Jornal da Tarde, 30 de abril de 1998

O que tem circulado de besteira a respeito de “darwinismo social” é de natureza a sugerir que o homem não apenas descende do macaco, mas quase chega a ombrear-se, em inteligência, a esse seu engenhoso antepassado.

Emprega-se essa expressão, sistematicamente, num contexto em que denota a concorrência capitalista brutal, que esmagaria os pequeninos se não fossem socorridos, em tempo, pelo igualitarismo marxista.

O socialismo aparece aí como a antítese por excelência da struggle for life, como o chamado celeste à resolução fraternal dos conflitos que, abolindo a competição natural, estabelecerá sobre a Terra a igualdade contratual dos fracos e dos fortes.

Karl Marx, infelizmente, não concordava com isso.

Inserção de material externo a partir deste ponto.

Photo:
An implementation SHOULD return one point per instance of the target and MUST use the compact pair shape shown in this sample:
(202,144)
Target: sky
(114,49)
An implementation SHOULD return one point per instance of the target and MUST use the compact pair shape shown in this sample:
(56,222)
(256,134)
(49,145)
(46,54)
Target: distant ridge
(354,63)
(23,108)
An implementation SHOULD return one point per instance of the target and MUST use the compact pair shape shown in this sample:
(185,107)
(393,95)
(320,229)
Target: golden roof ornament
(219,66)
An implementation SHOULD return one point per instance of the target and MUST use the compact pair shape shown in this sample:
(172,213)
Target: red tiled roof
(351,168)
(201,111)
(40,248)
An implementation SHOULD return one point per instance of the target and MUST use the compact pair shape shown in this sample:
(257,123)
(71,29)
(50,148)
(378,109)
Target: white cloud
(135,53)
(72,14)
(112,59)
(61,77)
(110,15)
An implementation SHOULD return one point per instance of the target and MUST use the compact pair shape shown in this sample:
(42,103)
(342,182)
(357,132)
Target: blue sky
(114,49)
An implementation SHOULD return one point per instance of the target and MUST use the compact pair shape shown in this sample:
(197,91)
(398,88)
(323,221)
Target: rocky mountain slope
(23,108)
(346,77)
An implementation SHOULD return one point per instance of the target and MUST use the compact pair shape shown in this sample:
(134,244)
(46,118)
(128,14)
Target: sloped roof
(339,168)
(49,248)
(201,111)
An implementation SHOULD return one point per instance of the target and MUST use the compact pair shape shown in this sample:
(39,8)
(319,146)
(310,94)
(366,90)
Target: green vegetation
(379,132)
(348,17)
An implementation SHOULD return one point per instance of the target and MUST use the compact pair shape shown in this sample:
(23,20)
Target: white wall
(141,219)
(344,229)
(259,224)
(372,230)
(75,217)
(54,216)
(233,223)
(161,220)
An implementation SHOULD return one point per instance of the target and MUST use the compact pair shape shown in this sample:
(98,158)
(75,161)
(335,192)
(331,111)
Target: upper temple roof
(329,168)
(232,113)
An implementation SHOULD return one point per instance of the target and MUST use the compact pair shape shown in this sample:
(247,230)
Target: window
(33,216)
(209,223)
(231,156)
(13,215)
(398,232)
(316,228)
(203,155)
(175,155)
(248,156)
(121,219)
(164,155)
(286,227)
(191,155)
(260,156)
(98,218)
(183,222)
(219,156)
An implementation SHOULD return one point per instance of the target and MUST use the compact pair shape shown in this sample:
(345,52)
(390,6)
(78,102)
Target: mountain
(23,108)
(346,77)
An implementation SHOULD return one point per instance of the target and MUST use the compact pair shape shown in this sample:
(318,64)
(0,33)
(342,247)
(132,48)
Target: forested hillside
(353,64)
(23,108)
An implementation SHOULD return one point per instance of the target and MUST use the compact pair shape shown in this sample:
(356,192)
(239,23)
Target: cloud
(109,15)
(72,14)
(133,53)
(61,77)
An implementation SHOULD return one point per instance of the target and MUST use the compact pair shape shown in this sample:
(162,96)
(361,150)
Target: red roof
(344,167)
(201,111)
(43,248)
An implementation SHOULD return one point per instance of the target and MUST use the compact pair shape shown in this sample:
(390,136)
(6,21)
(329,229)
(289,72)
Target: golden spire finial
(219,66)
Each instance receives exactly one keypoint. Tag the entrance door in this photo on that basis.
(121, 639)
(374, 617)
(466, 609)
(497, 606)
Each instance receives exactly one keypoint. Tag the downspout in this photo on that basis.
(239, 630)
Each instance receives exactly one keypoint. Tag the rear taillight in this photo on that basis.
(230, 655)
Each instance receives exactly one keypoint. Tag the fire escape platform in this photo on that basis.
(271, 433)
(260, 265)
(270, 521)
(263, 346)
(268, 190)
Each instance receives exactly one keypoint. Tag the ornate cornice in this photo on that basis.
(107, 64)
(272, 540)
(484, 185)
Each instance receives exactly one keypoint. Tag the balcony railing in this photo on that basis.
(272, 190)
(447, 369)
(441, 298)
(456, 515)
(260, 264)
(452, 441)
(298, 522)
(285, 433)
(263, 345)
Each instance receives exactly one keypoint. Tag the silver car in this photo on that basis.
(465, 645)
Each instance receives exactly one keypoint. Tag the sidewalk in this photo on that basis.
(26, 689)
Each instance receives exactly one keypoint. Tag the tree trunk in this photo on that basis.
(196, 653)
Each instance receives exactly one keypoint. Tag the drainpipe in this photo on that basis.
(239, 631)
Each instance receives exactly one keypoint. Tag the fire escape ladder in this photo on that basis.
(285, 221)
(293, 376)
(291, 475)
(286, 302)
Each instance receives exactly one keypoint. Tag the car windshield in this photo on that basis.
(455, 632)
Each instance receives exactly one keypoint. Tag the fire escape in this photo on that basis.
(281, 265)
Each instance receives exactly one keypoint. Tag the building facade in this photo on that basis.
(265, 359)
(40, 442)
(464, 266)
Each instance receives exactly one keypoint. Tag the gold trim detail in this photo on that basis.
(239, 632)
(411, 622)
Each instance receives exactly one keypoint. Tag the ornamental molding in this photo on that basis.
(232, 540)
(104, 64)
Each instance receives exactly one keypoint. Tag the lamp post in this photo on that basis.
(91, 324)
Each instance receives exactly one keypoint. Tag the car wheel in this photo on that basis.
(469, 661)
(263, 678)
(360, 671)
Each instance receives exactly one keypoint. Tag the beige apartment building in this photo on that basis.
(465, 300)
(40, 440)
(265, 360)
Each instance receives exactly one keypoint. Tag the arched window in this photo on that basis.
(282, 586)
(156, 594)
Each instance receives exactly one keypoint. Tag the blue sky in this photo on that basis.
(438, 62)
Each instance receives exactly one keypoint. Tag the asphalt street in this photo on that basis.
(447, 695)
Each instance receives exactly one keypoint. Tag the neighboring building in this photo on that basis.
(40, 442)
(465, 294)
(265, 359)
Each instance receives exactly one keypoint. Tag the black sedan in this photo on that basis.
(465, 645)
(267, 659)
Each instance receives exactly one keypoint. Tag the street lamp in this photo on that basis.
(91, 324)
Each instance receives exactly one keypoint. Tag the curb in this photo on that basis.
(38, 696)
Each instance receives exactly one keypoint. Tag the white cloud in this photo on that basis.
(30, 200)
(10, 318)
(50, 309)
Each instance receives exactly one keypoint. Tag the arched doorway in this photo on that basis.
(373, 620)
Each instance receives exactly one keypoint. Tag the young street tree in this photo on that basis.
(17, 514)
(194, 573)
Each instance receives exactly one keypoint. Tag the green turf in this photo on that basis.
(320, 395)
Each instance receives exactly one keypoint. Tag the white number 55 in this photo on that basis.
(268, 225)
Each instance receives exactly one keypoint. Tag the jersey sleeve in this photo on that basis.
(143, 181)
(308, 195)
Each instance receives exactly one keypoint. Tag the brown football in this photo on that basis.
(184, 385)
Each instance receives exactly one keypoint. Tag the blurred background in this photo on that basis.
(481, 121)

Entusiasta do evolucionismo, propôs a Darwin (que modestamente rejeitou a oferta) dedicar-lhe a segunda edição de O Capital, e enxergava na luta de classes o exato equivalente histórico da seleção natural. No seu entender, nada ilustraria de maneira mais eloqüente a “sobrevivência dos mais aptos” do que a futura vitória do proletariado sobre a burguesia, espécie votada à extinção por sua incapacidade de ajustar-se evolutivamente ao desenvolvimento dos meios de produção.

O paralelismo não ficou na teoria. Vitoriosa a Revolução de Outubro, o evolucionismo foi integrado na doutrina oficial do Estado soviético, com a incumbência de justificar cientificamente a extinção sistemática dos dissidentes, dos alienados e dos inúteis.

Mais tarde, a ideologia que associa a mudança revolucionária com o sucesso e a saúde foi levada às últimas conseqüências, quando os inimigos do regime passaram a ser tratados como doentes mentais: submetidos pela força a injeções de haloperidol que tanto acalmam os delirantes quanto perturbam os sãos, acabavam mostrando sintomas delirantes que tornavam necessário tratá-los com injeções de haloperidol – o que bem demonstra a infalibilidade da medicina evolucionista.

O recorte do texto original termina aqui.